# Pre-Deployment Decision Framework for LLM Critic-Based Intervention
## Step 1: Pilot Study
### Intervention Matrix
| Baseline \ Intervention | Success (C) | Fail (D) |
|-------------------------|-------------|----------|
| Success (A) | Recovered (C) | Disrupted (B) |
| Fail (B) | Disrupted (B) | Baseline Failure (A) |
**Color Coding**:
- **Blue (A)**: Baseline Success, Intervention Failure
- **Orange (B)**: Baseline Failure, Intervention Success
- **Green (C)**: Baseline Failure, Intervention Success (Recovered)
- **Purple (D)**: Baseline Success, Intervention Failure (Disrupted)
### Example: ALFWorld + Qwen-3-8B
- **Pilot Configuration**: 50-task pilot
- **Pilot Results**:
- Baseline failure rate: `p = 89%`
- Tasks recovered (C): `16`
- Tasks disrupted (B): `9`
## Step 2: Compute Rates & Thresholds
### Formulas
- Recovery rate: `r = C / (A + C)`
- Disruption rate: `d = B / (B + D)`
- Threshold: `p* = d / (r + d)`
### Decision Tree
1. **Threshold Comparison**:
- If `p < p*`: **DON'T DEPLOY** (Disruption dominates)
- If `|p - p*| ≤ ε`: **INCONCLUSIVE** (Near threshold)
- If `p > p*`: **DEPLOY** (Recovery dominates)
2. **Actionable Outcomes**:
- **DON'T DEPLOY**: Use Best-of-N selection
- **INCONCLUSIVE**: Increase pilot size
- **DEPLOY**: Set `min_step ≥ 2`
### Example Computation
- **Computed Metrics**:
- Recovery rate: `r = 12%`
- Disruption rate: `d = 56%`
- Threshold: `p* = 82%`
- **Decision**:
- `p (89%) > p* (82%)` → **DEPLOY** with `+4.7 pp gain`
## Spatial Grounding & Color Verification
- **Matrix Colors**:
- Blue (A): [0, 0] quadrant (Baseline Success, Intervention Failure)
- Orange (B): [1, 0] quadrant (Baseline Failure, Intervention Success)
- Green (C): [0, 1] quadrant (Baseline Failure, Intervention Success)

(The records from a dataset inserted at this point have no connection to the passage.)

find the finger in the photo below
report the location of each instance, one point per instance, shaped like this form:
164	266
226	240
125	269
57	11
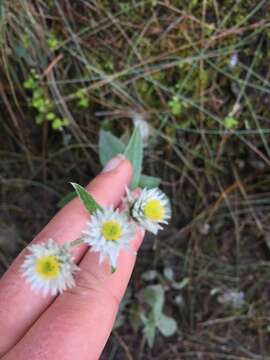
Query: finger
19	305
78	323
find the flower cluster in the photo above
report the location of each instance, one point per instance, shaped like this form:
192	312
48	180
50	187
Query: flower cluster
50	267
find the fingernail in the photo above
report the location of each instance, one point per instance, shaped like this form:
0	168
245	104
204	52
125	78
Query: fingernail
114	163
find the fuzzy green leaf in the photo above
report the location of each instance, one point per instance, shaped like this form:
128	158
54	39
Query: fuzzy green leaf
109	146
134	153
89	202
166	325
149	181
66	199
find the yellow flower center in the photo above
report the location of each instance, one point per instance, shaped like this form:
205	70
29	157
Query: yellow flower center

- Purple (D): [1, 1] quadrant (Baseline Success, Intervention Failure)
- **Legend Alignment**:
- No explicit legend present; colors directly embedded in matrix cells.
## Trend Verification
- **Example Data Trends**:
- Baseline failure rate (`p`): High (89%) indicates poor initial performance.
- Recovery rate (`r`): Low (12%) suggests limited intervention efficacy.
- Disruption rate (`d`): High (56%) indicates significant risk of harm.
- Threshold (`p*`): 82% balances recovery/disruption tradeoff.
## Component Isolation
1. **Header**: Title and framework purpose.
2. **Main Chart**:
- Step 1 (Pilot Study) with 2x2 matrix.
- Step 2 (Computation) with formulas and decision tree.
3. **Footer**: Worked example with numerical results and decision outcome.
## Data Table Reconstruction
| Metric | Value |
|-----------------------|-------------|
| Baseline failure rate | 89% |
| Tasks recovered (C) | 16 |
| Tasks disrupted (B) | 9 |
| Recovery rate (r) | 12% |
| Disruption rate (d) | 56% |
| Threshold (p*) | 82% |
## Notes
- No non-English text detected.
- All numerical values and formulas transcribed verbatim.
- Decision logic explicitly defined via threshold comparisons.